The Local Project – Crafted by John Wardle Architects, this sustainable off-grid house is best explored by means of a house tour. Combining seamless interior design and architecture with a minimal environmental impact, Limestone House forms a cohesive celebration of functionality.
Video timeline: 00:00 – Introduction to the Sustainable Off-Grid House 00:41 – The Location and The Vacant Lot 01:22 – Architects Declare 01:39 – The Living Building Challenge 02:06 – Passive House Standards 02:40 – The Shading Systems 03:04 – What’s Behind the Walls 03:19 – The Energy Supply 03:35 – Requirements of the Living Building Challenge 03:50 – The Two Main Materials Used 04:12 – An Interesting History Behind the Timber 04:42 – The Handmade Aspects 05:01 – Floating on a Sea of Native Grasses
Located in the Melbourne suburb of Toorak, Limestone House rests on the Wurundjeri Land of the Kulin Nation. Initially vacant, the project site excited the clients with the possibility of building a sustainable off-grid house. Paying homage to the environmental agenda, the landscape design of Limestone House sees the building float above a sea of native grass. Guiding the design of Limestone House is the Living Building Challenge and Passivehaus, two rigorous standards of sustainability.
In order to satisfy the standards, John Wardle Architects ensures that the home operates as a sustainable off-grid house, harvesting its own water and disposing of all of its waste water. Externally, a set of edible plantings on the terrace meets the requirement for food production on site. The Passivehaus standard sees a tightly-sealed, sustainable off-grid house emerge. While a passive ventilation system consistently delivers fresh air into the home at a slow speed, an airtight barrier seals heat into the dwelling, maximising energy efficiency.

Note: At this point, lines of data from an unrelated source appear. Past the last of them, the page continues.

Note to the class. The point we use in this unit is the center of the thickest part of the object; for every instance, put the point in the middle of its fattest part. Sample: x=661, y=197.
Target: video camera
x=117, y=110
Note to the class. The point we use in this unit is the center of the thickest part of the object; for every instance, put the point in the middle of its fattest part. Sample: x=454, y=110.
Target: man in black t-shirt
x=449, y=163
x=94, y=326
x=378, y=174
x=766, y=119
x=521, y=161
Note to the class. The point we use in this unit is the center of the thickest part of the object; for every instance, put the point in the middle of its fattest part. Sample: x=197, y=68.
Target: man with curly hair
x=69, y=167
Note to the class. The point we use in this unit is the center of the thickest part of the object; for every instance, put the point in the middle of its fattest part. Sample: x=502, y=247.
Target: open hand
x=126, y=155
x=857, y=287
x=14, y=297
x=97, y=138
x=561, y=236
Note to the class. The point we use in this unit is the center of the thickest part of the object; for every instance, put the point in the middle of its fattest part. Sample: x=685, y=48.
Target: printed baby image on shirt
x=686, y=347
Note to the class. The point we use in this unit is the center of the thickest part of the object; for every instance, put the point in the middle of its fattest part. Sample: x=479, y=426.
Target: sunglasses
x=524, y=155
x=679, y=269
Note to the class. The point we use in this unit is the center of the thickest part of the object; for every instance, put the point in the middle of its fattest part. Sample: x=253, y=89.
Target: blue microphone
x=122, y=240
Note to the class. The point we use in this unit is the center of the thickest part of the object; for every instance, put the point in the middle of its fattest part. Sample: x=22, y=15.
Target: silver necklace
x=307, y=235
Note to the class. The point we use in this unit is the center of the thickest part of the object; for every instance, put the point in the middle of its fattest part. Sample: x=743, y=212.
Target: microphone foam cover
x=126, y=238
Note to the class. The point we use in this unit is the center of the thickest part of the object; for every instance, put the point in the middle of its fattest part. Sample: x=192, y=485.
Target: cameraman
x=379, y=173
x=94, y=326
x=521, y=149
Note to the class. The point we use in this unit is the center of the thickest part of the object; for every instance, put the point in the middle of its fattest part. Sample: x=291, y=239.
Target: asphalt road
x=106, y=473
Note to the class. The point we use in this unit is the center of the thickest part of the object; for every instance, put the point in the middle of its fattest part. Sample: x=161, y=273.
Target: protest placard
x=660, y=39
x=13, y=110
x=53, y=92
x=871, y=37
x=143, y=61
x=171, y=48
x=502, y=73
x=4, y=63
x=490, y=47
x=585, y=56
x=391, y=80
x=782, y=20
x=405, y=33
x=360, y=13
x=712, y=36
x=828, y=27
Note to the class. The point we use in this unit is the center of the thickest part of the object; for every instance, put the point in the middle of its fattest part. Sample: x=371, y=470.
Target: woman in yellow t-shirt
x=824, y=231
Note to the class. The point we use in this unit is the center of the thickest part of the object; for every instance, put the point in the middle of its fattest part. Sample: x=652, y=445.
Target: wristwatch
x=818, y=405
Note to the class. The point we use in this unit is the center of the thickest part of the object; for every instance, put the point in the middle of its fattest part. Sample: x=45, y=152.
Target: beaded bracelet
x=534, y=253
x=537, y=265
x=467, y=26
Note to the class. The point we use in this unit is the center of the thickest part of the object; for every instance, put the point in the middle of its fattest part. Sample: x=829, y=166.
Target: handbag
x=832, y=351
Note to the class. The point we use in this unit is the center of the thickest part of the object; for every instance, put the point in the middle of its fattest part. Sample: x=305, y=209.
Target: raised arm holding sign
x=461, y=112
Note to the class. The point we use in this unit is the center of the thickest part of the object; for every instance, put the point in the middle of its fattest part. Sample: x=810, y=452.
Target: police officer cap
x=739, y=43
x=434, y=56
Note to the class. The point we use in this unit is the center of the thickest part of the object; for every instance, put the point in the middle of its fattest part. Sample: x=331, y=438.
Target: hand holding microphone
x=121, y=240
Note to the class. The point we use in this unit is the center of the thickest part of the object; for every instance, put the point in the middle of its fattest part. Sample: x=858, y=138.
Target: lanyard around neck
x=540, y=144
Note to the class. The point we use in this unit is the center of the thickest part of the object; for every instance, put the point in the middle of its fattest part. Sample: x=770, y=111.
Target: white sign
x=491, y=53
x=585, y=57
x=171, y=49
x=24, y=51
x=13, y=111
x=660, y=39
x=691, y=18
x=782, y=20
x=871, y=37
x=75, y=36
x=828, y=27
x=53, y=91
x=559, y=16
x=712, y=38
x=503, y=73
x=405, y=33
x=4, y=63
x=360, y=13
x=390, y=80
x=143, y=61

Similarly, high-performance insulation is applied to the walls, roof and floor and the home features triple-glazed windows. Shading systems take the form of motorised venetian blinds to the northeast and west, as well as operable timber louvres at roof level over the courtyard. Internally, the material palette of Limestone House consists primarily of stone and timber. Concrete benchtops and Queensland siltstone complement the calming tonal character of the scheme alongside hydrowood oak. Many of the trees used for the oak come from a valley that was flooded during a 1940s hydroproject – now the timber comprises a bespoke dining room table.
A sustainable off-grid house, Limestone House produces its own energy and a surplus of five per cent that is exported to the grid. While meeting the design brief, John Wardle Architects ensures that the residence forms a unique embracement of natural serenity, in distinction from other sustainable dwellings of the past.